The author, feminist and social activist bell hooks once said that if we only name a problem without a constructive focus then we take hope away. Sage advice when you think of all the issues the world is grappling with right now: should we, for example, only talk about police brutality or focus our efforts on ensuring that black lives matter? Similarly, we know sexism and racism are the problems but it serves us well to focus on achieving equity for all.

The same can be said for reproductive coercion, which only recently has been identified as an issue for women of reproductive age. If reproduction coercion is a behaviour that interferes with the autonomy of a person to make decisions about their reproductive health, then we need to be focusing our efforts on building reproductive autonomy. It’s not just about staying hopeful: it’s also about ensuring our approach to our work achieves social justice outcomes. When we promote reproductive autonomy we have a better chance of achieving reproductive justice.

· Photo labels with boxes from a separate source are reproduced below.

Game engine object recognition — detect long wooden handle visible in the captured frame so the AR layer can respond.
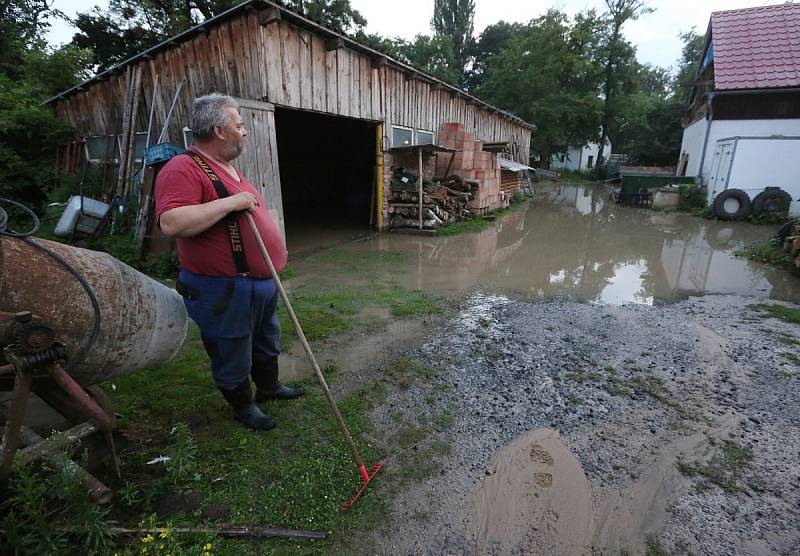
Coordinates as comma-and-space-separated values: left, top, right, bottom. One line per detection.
245, 212, 364, 468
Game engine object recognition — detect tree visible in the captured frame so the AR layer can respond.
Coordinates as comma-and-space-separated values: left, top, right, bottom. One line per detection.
0, 0, 89, 207
597, 0, 653, 172
286, 0, 367, 35
466, 21, 521, 91
72, 0, 367, 71
431, 0, 475, 85
674, 27, 706, 103
477, 10, 601, 160
609, 63, 683, 166
355, 33, 461, 86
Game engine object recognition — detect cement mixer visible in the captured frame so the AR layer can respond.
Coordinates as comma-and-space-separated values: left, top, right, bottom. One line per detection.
0, 199, 188, 498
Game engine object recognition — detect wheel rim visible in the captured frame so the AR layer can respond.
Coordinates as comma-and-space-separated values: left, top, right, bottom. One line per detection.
722, 197, 742, 214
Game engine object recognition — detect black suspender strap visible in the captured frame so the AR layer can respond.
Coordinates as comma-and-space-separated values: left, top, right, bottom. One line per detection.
186, 153, 250, 276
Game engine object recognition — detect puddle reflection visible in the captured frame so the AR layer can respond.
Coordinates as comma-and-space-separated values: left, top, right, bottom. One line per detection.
360, 185, 800, 304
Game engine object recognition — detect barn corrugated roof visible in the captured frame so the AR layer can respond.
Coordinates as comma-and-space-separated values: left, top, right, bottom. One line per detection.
711, 4, 800, 91
43, 0, 536, 130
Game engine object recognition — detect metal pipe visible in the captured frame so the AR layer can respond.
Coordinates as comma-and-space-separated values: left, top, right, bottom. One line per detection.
697, 93, 716, 185
18, 425, 113, 504
0, 373, 33, 483
49, 365, 114, 431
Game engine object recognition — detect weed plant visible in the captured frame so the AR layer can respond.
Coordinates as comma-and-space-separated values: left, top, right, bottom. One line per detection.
0, 456, 113, 555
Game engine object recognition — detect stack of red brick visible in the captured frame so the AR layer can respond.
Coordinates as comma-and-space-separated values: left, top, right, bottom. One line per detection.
436, 123, 505, 211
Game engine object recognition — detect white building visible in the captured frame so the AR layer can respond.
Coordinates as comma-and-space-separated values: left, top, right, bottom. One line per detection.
550, 139, 611, 172
677, 4, 800, 218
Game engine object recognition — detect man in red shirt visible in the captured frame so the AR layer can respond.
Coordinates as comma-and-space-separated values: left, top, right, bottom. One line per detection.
156, 93, 305, 430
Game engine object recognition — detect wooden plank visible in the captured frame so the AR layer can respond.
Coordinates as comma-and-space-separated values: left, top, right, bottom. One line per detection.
325, 50, 339, 114
335, 48, 352, 116
358, 54, 377, 120
297, 33, 314, 110
369, 69, 383, 120
242, 10, 264, 99
311, 35, 326, 112
347, 50, 361, 118
262, 23, 286, 104
250, 13, 268, 99
224, 16, 250, 98
258, 8, 281, 25
265, 111, 286, 241
281, 23, 300, 107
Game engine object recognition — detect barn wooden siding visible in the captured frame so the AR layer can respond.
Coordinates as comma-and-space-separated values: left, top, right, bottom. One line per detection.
56, 9, 530, 156
54, 2, 533, 230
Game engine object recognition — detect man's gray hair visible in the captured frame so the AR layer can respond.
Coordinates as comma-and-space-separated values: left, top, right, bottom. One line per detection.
192, 93, 239, 140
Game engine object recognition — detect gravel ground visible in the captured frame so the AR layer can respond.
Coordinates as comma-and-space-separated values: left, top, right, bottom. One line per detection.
368, 294, 800, 554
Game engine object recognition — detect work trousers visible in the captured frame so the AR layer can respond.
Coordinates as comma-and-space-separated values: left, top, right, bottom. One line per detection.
176, 270, 281, 390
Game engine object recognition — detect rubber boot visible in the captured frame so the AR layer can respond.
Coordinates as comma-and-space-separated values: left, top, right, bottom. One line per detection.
250, 357, 306, 403
219, 380, 276, 431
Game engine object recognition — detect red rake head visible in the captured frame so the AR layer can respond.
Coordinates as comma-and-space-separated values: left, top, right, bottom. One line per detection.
342, 461, 383, 512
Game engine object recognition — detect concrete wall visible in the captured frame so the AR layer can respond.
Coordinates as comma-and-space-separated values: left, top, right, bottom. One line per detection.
681, 119, 800, 185
550, 141, 611, 172
675, 118, 708, 176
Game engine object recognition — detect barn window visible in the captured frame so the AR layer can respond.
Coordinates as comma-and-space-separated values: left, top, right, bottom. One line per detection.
414, 129, 433, 145
392, 126, 414, 147
86, 135, 119, 162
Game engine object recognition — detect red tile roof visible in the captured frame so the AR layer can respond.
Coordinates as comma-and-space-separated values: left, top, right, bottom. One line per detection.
711, 4, 800, 90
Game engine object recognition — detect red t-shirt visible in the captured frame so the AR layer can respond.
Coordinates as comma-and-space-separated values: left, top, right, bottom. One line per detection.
156, 149, 287, 278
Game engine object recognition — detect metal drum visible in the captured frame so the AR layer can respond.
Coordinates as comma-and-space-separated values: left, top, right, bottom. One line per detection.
0, 236, 188, 387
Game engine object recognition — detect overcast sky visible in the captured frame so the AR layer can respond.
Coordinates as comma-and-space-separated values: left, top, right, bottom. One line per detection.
49, 0, 785, 71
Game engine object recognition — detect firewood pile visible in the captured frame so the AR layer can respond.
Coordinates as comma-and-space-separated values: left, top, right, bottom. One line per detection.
388, 170, 478, 229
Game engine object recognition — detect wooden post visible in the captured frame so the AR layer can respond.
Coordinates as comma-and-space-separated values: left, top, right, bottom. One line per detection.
375, 124, 383, 230
417, 147, 422, 230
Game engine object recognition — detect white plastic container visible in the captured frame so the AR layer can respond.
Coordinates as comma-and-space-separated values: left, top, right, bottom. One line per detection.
54, 195, 111, 237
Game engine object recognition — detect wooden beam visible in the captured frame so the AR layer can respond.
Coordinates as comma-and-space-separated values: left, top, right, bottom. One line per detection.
325, 37, 344, 52
258, 8, 281, 26
371, 56, 389, 69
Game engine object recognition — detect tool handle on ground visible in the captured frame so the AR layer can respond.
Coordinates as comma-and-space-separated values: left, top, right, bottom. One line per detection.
245, 212, 364, 468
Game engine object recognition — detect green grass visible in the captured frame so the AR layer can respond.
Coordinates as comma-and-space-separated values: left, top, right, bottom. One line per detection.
383, 357, 436, 389
98, 332, 398, 554
675, 440, 753, 494
436, 218, 492, 236
309, 249, 406, 272
747, 303, 800, 324
278, 283, 442, 346
733, 240, 794, 268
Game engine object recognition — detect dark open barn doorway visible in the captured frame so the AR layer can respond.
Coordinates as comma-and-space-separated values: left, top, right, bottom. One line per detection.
275, 108, 376, 254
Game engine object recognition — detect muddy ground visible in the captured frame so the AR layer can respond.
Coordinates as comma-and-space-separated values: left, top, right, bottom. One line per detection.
362, 293, 800, 554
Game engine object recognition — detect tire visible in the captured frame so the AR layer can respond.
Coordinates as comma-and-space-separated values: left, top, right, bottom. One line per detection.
774, 219, 797, 245
753, 187, 792, 214
712, 189, 750, 220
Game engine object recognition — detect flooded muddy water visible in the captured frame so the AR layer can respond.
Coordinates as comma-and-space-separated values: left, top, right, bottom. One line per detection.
298, 185, 800, 305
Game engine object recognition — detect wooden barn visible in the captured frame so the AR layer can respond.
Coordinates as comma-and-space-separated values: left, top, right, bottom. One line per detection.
49, 0, 535, 251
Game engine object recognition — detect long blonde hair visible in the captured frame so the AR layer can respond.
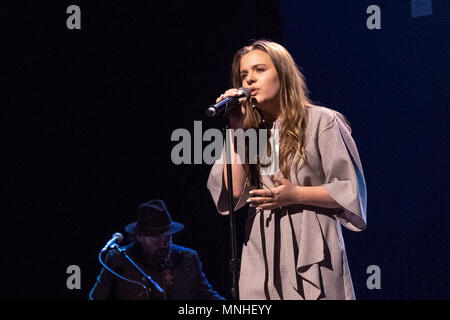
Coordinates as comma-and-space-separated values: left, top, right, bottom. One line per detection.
231, 40, 312, 186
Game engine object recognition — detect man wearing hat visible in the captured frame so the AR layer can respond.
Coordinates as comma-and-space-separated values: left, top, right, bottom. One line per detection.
89, 200, 224, 300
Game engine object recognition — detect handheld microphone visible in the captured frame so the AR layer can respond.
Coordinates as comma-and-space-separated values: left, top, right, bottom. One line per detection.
102, 232, 123, 252
206, 88, 251, 117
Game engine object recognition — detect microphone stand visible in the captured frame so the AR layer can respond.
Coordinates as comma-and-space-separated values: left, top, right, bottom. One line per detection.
111, 244, 164, 300
224, 117, 240, 300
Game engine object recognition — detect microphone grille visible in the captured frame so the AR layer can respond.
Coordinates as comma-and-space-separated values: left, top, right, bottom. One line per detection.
113, 232, 123, 243
239, 87, 252, 99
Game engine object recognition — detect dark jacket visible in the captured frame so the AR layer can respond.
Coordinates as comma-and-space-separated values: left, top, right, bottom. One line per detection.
89, 242, 224, 300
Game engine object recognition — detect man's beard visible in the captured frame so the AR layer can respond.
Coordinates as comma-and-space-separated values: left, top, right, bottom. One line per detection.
147, 248, 170, 266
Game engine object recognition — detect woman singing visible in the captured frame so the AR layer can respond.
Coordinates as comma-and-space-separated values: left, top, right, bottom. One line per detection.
208, 40, 367, 300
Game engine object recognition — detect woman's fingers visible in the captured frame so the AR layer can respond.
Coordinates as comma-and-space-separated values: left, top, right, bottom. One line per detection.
249, 189, 273, 197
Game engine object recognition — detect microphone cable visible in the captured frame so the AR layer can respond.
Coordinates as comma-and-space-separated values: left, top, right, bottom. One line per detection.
98, 251, 150, 300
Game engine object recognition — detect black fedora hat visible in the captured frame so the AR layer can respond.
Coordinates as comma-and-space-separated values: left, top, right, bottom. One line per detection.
125, 199, 184, 237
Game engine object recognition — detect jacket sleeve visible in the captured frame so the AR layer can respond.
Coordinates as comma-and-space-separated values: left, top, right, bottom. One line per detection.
318, 112, 367, 231
207, 148, 254, 215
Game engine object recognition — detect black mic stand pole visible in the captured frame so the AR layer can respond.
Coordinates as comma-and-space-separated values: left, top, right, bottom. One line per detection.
112, 244, 165, 300
224, 115, 240, 300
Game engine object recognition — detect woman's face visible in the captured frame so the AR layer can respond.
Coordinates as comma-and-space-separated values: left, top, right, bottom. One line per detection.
240, 50, 280, 109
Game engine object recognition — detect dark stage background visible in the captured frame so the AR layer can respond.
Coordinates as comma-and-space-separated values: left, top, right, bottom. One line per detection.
0, 0, 450, 299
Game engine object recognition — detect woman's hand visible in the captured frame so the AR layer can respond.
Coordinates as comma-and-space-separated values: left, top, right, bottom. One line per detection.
247, 176, 300, 210
216, 89, 247, 129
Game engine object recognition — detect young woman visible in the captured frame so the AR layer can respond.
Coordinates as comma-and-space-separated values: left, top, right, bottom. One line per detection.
208, 40, 366, 299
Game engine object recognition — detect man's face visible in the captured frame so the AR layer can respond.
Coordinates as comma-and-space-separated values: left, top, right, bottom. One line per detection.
137, 236, 172, 261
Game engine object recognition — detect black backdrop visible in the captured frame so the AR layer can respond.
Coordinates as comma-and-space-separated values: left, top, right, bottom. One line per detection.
0, 0, 450, 299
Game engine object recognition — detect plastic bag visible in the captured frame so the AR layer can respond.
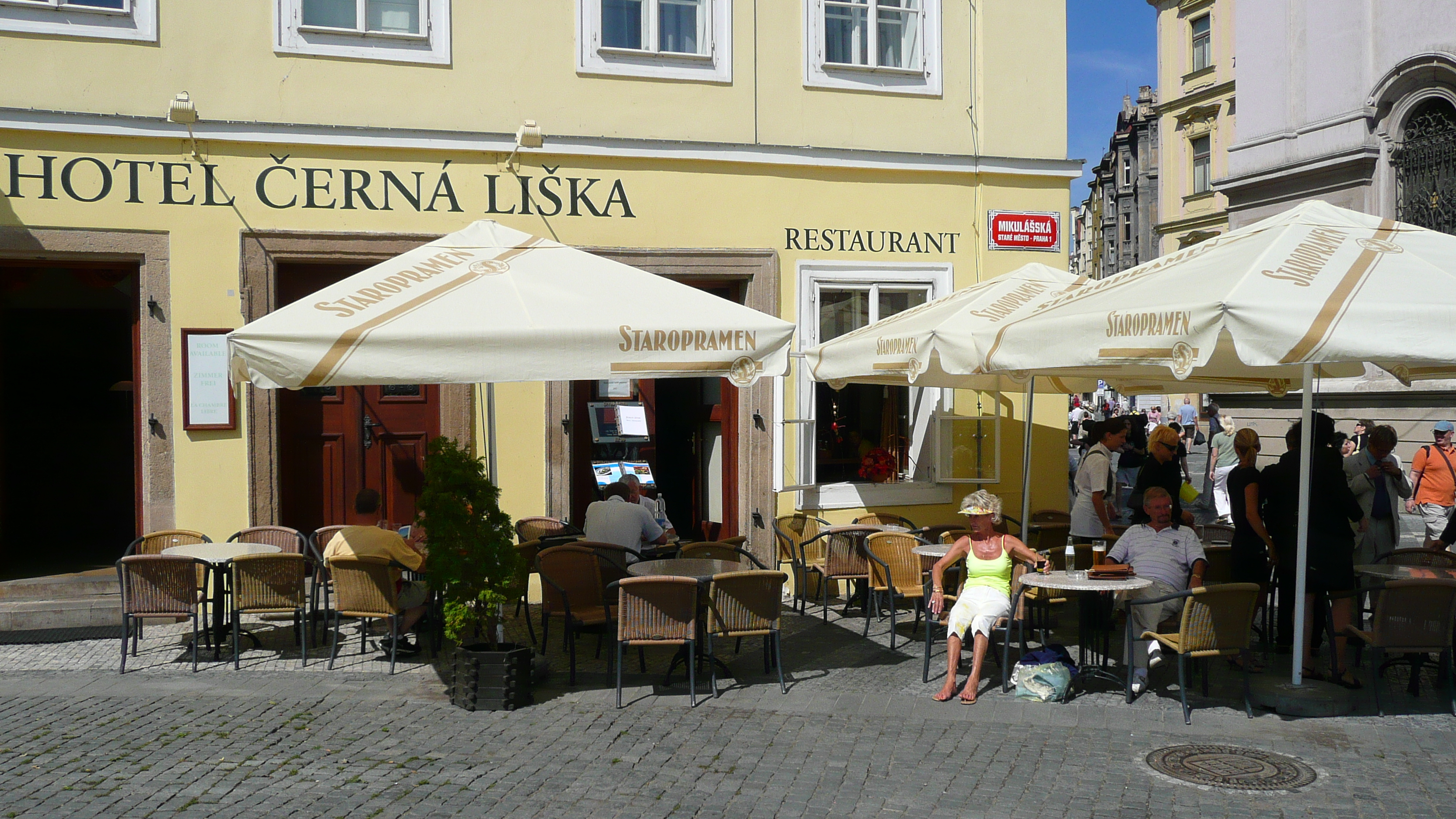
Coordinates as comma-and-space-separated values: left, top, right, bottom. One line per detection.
1016, 663, 1071, 703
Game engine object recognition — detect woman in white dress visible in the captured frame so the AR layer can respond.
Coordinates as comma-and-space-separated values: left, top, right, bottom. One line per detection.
931, 490, 1046, 705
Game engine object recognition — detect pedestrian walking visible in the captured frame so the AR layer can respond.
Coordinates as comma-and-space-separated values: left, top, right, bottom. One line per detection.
1405, 421, 1456, 545
1178, 398, 1198, 440
1127, 426, 1193, 529
1344, 426, 1409, 564
1069, 418, 1127, 539
1208, 413, 1239, 523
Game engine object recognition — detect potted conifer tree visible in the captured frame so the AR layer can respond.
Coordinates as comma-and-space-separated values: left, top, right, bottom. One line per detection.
416, 436, 532, 711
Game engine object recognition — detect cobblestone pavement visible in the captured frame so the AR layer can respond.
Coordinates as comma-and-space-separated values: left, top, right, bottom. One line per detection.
0, 586, 1456, 818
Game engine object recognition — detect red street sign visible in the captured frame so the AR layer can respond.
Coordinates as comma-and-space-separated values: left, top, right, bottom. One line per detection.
989, 210, 1061, 251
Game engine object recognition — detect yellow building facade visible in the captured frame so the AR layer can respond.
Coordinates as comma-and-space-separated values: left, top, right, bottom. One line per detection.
0, 0, 1079, 573
1147, 0, 1236, 254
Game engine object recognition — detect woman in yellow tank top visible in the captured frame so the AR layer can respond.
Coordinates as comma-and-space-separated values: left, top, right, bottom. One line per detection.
931, 490, 1046, 705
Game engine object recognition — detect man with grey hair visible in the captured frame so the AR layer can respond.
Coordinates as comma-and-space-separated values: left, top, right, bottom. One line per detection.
1106, 487, 1208, 694
622, 472, 673, 536
1344, 426, 1411, 564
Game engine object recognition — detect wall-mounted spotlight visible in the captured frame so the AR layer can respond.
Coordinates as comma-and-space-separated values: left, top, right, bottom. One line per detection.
168, 91, 200, 159
504, 119, 546, 173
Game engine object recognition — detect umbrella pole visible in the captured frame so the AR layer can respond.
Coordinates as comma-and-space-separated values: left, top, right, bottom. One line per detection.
485, 383, 501, 487
1021, 376, 1037, 541
1292, 363, 1316, 685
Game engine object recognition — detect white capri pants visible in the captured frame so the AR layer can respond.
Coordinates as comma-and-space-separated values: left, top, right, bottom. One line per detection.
946, 586, 1011, 643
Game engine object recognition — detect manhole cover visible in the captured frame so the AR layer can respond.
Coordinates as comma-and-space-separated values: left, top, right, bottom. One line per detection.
1146, 745, 1319, 791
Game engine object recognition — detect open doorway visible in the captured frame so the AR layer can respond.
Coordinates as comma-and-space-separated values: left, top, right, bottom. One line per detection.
0, 262, 141, 580
276, 264, 440, 532
571, 378, 738, 541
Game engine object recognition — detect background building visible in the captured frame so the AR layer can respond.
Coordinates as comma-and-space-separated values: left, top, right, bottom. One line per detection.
1147, 0, 1235, 256
0, 0, 1080, 574
1214, 0, 1456, 462
1073, 86, 1159, 278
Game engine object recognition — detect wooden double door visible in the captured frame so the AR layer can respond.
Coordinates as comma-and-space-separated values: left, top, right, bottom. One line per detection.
278, 265, 440, 532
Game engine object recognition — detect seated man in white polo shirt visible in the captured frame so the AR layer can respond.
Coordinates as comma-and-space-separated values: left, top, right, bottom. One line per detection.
1106, 487, 1208, 694
582, 481, 667, 563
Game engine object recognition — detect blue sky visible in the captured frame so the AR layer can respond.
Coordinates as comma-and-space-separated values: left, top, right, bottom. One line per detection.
1067, 0, 1158, 206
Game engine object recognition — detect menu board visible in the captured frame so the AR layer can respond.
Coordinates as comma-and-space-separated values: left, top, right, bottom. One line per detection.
591, 461, 657, 488
182, 328, 237, 430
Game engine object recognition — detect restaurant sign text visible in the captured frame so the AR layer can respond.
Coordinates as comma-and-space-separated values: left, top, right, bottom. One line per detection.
0, 153, 636, 219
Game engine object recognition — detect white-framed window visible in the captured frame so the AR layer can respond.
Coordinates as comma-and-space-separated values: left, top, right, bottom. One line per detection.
1188, 14, 1213, 71
274, 0, 450, 64
577, 0, 732, 83
1193, 134, 1213, 194
0, 0, 157, 42
804, 0, 941, 96
774, 261, 952, 509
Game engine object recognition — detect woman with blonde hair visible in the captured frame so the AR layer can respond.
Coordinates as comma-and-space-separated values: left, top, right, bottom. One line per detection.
928, 490, 1046, 705
1208, 415, 1240, 523
1127, 424, 1193, 528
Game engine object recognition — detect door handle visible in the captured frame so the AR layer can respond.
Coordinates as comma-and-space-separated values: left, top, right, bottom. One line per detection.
360, 413, 385, 449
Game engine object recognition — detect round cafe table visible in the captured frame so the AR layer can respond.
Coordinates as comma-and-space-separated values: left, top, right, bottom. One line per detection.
1355, 563, 1456, 580
161, 543, 283, 659
1002, 571, 1153, 696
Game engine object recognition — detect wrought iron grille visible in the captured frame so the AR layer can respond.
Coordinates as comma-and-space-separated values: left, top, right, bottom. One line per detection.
1390, 99, 1456, 234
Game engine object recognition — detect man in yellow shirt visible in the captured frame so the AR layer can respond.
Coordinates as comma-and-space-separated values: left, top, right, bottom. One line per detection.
323, 488, 430, 654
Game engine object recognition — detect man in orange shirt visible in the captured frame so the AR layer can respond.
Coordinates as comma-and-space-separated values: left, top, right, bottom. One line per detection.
323, 488, 430, 654
1405, 421, 1456, 545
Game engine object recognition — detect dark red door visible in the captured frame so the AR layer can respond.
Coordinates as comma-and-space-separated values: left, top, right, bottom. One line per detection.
278, 265, 440, 532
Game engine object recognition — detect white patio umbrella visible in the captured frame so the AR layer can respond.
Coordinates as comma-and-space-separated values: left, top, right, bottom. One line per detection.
804, 262, 1362, 539
227, 220, 794, 388
804, 262, 1096, 529
227, 220, 794, 481
973, 201, 1456, 685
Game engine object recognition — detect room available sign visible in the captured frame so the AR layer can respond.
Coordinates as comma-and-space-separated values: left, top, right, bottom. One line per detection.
986, 210, 1061, 251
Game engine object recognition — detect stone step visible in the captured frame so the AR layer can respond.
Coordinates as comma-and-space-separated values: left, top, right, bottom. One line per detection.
0, 568, 121, 602
0, 592, 121, 631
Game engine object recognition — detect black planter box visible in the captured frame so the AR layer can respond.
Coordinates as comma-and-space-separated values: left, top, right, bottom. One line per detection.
450, 643, 532, 711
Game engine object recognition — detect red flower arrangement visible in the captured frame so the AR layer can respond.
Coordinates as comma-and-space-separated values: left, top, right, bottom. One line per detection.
859, 446, 897, 484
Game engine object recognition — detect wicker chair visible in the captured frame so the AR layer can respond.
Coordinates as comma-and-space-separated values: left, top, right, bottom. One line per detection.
307, 523, 348, 621
1375, 550, 1456, 568
677, 542, 769, 570
1126, 583, 1260, 726
1345, 574, 1456, 717
536, 543, 616, 685
705, 571, 789, 696
773, 513, 830, 612
799, 526, 879, 622
852, 511, 916, 529
614, 571, 697, 708
125, 529, 213, 555
230, 551, 309, 669
227, 526, 309, 555
1194, 523, 1233, 545
864, 532, 924, 650
515, 517, 584, 543
329, 556, 399, 673
116, 555, 208, 673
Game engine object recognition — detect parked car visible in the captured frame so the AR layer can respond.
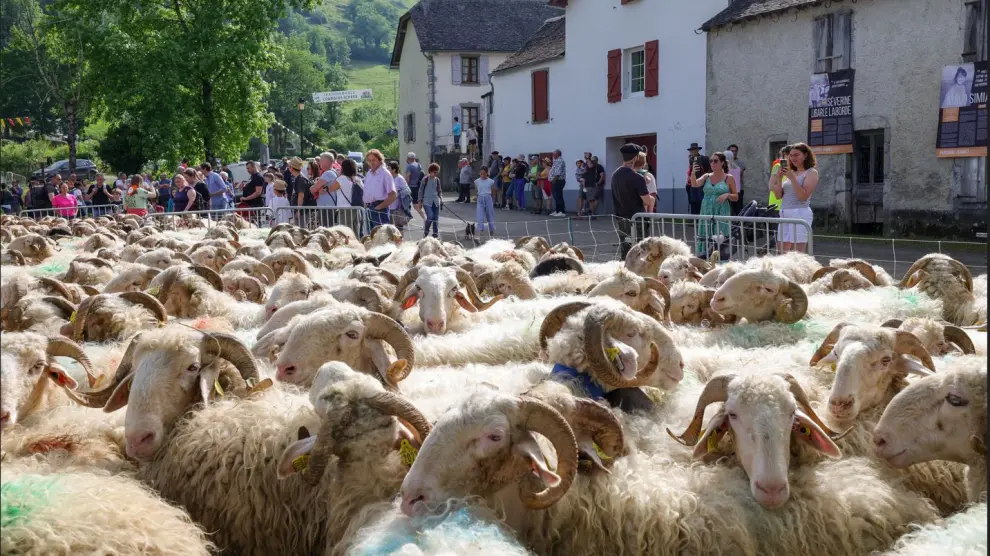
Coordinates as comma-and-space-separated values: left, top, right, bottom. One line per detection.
31, 158, 100, 180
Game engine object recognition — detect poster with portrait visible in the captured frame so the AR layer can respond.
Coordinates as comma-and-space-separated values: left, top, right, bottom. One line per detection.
935, 62, 987, 158
808, 69, 854, 155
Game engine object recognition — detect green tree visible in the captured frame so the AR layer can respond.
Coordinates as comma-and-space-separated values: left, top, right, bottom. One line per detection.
65, 0, 310, 162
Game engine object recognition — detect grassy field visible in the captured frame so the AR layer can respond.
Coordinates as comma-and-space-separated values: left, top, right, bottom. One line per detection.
344, 61, 399, 113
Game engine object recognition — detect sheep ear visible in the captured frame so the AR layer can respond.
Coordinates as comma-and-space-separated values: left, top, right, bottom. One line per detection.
691, 409, 729, 459
792, 409, 842, 459
47, 364, 79, 390
103, 372, 134, 413
275, 435, 319, 480
515, 435, 560, 488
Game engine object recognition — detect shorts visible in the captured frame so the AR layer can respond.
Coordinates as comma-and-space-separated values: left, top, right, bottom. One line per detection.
777, 207, 814, 243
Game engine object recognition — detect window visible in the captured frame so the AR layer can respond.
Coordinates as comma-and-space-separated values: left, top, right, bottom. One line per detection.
461, 56, 481, 84
962, 0, 987, 62
402, 112, 416, 143
461, 106, 481, 130
814, 11, 852, 73
530, 70, 550, 124
629, 48, 646, 94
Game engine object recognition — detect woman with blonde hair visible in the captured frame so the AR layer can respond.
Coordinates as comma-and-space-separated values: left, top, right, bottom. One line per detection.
770, 143, 818, 253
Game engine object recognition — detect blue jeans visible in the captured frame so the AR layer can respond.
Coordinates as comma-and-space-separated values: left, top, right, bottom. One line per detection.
364, 202, 392, 232
477, 195, 495, 235
423, 205, 440, 237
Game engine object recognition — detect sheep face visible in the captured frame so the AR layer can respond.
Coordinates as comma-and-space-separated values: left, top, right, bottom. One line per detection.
275, 306, 415, 387
811, 325, 935, 422
873, 361, 987, 472
712, 265, 808, 324
96, 327, 258, 461
401, 392, 577, 516
667, 375, 841, 509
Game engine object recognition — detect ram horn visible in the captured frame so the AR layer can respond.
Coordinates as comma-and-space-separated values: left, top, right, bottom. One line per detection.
777, 280, 808, 324
200, 332, 260, 388
519, 397, 578, 510
117, 292, 168, 326
646, 278, 670, 324
571, 398, 625, 460
811, 266, 838, 282
72, 294, 109, 342
364, 392, 433, 443
70, 332, 142, 408
943, 324, 976, 355
777, 373, 852, 440
454, 267, 502, 311
540, 301, 591, 351
584, 306, 660, 388
667, 374, 736, 446
38, 277, 72, 301
894, 330, 935, 372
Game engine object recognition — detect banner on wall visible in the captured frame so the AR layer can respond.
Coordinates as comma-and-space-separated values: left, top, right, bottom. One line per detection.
808, 69, 855, 155
935, 62, 987, 158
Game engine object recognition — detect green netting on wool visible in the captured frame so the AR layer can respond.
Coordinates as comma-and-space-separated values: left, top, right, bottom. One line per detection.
0, 475, 58, 528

A couple of years ago we highlighted the ways in which achieving reproductive justice is a case in intersectional thinking.  A sexual and reproductive health right and justice approach has a rich legacy in the reproductive activism of women of colour and draws on a political intersectional agenda. This approach more clearly highlights the issues at stake for migrant women when fear, power and control impact on their ability to make informed choices about her body.  For migrant women, freedom from coercion means having the freedom to plan all aspects of their lives in their country of migration. The fact that there are many migrant women who cannot access pregnancy-related care or receive appropriate and timely sexual and reproductive health information because of restrictive migration policy and inadequate healthcare systems is an injustice.

The Blueprint for Sexual Reproductive Health Rights and Justice (2019) outlines a detailed plan of action to advance reproductive autonomy in the US and the rest of the world.  It explicitly recognises that sexual and reproductive justice and health rights intersect with many other issues including migrants’ rights. The Blueprint also points out that those most impacted by policy often have fewer resources and the means to navigate systemic barriers.  This has certainly been the case for migrant women in Australia who have been disproportionately impacted by the pandemic because of what they do, where they live and the type of visa they hold.  We should remain hopeful that we can transform these hard lessons into policy action for migrant women: let’s ensure we keep talking about the need for reproductive autonomy.